Getting word that Harris Intermediate earned the distinction was a very memorable experience.
“That was the exciting part. We worked hard for years to build a good school and then to realize that we meet these criteria that are already there,” Williams said.
“Our parents need to see the good things that we’re doing here and our students need to be recognized too as well as the teachers who work so hard to make sure we do have all those things in place,” she added.
Barrow’s previous experience with programs similar to Utah Schools to Watch also played a major role in helping the school receive this distinction.
“Last year was my first year here. I saw that there were a lot of teachers here who are doing a lot of really great things,” Barrow said. “It reminded me of my last school in Colorado and I thought they (the school) needed to be recognized for some of the cool things we do here.” Story continues below...

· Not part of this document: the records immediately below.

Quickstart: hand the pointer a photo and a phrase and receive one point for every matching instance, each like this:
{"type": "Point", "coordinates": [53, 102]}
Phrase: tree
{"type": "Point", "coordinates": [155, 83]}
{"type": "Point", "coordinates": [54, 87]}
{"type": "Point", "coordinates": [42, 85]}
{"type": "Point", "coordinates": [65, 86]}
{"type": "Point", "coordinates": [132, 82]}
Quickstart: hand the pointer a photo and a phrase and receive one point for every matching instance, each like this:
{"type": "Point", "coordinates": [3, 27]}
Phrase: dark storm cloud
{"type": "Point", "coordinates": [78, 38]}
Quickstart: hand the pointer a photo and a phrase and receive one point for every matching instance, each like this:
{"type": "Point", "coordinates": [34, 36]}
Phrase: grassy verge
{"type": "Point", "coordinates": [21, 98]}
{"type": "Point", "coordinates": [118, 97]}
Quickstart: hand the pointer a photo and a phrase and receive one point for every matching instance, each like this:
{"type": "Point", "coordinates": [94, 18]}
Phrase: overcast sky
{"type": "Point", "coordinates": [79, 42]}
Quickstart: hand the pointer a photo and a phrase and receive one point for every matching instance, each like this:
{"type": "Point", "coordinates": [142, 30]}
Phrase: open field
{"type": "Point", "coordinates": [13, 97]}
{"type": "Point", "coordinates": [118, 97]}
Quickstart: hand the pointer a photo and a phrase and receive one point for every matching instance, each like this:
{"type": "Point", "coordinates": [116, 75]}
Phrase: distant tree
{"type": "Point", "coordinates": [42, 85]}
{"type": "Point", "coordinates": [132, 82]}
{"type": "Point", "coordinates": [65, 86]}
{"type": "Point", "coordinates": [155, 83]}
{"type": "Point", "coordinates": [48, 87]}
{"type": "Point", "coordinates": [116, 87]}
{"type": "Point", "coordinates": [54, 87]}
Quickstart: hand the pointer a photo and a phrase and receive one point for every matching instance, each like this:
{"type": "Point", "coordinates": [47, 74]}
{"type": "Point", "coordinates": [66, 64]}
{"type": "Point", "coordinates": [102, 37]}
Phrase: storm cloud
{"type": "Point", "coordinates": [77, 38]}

The main premise for the Utah Schools to Watch program is to focus on the unique needs of students in this age range by offering resources and networking capabilities.
“Students grow more in this age than any other time except one to two years old. We need to recognize that this is a very unique age. Then we do things at our school that helps them to develop in all of those areas in a positive way,” Williams said.
The distinction of a Utah School to Watch also helps teachers and staff maintain those positive school practices that help students progress and learn.
“I think the main reason that you want this distinction is to help you stay focused on what you’re really doing and what the purpose is for this age group,” Williams said.
Another benefit to this distinction is a network that allows schools to observe and learn from other schools in the program. Now that Harris Intermediate is part of the Utah Schools to Watch program, they can offer those same learning opportunities to other schools.
“It’s all just about learning and continuous improvement and networking and working with other schools,” Barrow said. “All to meet the needs of the mid-level age students and their unique needs.”
Harris Intermediate School will have the distinction as a member of the Utah Schools to Watch program for three years. Story continues below...
To celebrate this honor there will be a ceremony on April 10, 2020, at Harris Intermediate that will include the state director over the Utah Schools to Watch program, members of the Box Elder School District and local dignitaries. The school will also receive a banner and a plaque.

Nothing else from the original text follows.